Some years ago, I bought an odd collection of items at a garage sale, including some Russian pins, a Masonic Bible, and a stack of about 20 black and white photos. I didn’t know the people in the photos, but they were very interesting and I kind of got the feeling that it would be a shame to just leave them there, as they were probably bound for the trash can if they didn’t sell. I think I ended up paying $2 for the photos (and just a bit more for the other aforementioned items.)
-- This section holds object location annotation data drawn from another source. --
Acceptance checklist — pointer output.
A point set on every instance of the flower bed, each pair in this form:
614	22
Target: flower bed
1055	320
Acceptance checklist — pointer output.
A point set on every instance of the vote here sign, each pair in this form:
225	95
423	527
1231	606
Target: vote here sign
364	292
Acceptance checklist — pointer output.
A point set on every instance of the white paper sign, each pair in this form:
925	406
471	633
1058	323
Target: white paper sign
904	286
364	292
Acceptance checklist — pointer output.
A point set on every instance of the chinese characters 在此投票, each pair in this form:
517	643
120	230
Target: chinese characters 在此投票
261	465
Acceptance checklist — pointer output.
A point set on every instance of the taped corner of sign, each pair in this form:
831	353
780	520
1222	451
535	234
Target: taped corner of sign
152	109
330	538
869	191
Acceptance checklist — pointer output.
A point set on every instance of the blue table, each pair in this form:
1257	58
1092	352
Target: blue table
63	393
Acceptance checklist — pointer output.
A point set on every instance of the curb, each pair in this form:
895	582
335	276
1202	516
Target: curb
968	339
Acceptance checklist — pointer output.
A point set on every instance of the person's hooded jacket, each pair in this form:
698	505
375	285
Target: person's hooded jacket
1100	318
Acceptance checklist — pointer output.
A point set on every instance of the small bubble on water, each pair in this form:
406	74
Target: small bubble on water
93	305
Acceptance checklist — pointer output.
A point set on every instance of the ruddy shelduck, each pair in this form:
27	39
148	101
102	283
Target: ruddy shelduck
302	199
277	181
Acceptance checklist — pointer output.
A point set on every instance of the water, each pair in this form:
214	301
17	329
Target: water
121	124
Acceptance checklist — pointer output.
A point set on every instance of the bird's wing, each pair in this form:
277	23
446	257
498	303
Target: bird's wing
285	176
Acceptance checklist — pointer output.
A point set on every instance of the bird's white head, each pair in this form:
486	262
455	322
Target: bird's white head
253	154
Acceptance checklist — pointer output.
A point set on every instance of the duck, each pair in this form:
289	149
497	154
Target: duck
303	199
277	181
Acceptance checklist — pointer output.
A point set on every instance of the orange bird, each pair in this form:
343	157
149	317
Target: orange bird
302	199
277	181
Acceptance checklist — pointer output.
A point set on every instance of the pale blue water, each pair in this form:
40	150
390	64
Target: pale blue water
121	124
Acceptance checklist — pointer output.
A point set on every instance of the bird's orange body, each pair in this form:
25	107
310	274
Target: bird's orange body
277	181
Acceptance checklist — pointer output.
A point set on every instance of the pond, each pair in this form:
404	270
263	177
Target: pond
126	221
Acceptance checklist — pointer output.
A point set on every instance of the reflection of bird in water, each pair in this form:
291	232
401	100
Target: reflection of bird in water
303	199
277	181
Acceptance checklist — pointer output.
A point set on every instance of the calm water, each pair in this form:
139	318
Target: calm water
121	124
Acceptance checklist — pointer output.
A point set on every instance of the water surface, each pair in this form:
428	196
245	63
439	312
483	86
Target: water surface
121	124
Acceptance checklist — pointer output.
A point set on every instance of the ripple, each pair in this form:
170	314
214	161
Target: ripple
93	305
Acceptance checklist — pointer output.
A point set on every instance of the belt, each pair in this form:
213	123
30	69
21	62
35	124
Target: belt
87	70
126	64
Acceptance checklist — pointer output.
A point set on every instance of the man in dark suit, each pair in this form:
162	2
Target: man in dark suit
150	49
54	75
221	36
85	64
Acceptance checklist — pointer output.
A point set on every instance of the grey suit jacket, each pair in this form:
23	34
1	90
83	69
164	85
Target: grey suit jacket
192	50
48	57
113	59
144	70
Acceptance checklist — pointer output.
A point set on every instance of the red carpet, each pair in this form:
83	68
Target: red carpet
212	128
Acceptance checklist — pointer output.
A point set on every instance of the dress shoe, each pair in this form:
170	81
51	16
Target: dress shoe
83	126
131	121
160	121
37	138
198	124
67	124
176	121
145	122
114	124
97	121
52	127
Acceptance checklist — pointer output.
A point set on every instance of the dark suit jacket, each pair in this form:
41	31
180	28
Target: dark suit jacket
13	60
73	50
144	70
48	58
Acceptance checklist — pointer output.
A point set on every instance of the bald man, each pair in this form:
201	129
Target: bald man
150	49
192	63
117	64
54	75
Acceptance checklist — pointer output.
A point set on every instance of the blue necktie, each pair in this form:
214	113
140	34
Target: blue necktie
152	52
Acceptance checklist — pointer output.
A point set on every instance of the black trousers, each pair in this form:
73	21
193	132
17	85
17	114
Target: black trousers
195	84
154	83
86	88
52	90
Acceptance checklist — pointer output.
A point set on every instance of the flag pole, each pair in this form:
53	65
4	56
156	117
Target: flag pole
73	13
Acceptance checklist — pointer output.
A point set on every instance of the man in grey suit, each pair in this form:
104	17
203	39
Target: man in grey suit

The pictures ended up sitting in the drawer of my computer desk for years and I always hoped that I might ultimately do something cool with them, but I couldn’t seem to come up with many worthwhile ideas. After all, they were vacation photos of people who I didn’t know and I didn’t have much insight into their origins. However, I got some fresh inspiration when I revisited a collection of slides that included the missile silo hatch photo featured in another blog post. The response I got to that particular post via social media mortivated me to give my small batch of garage sale pics another look. My initial idea was to try and ascertain when the black and white pics were originally taken, but there are really no clues anywhere on the photos – no date stamps or anything like that. There are, however, a few handwritten notes on the back of the photos with captions like “Along the West Branch River” and “The log jam on Sucker Creek.” After a bit of research, I ultimately determine that the photos were taken in central Michigan. I still couldn’t figure out the exact date of the pictures, though, and the best I could figure is that they were from the mid 1960s. I had, of course, hoped to determine something more specific.
In reading a bit more online about the history of photo paper and the like, I actually stumbled upon something even more fascinating: An endeavor called Algorithmia has created a free service that colorizes black and white photos by utilizing deep learning models. I was intrigued, so I scanned a photo from my garage sale batch for a test run. On the back of the picture was the handwritten caption “White birch on Sucker Creek.” The results – rendered in less than one minute – were breathtaking. Indeed, after holding on to these photos for years, I was finally able to look at one of them in a whole different light, ostensibly seeing the very the scene that the now anonymous original photographer saw somewhere around 50 years ago.
I’ll be sharing additional colorized photos from this batch (and other sources) in the near future.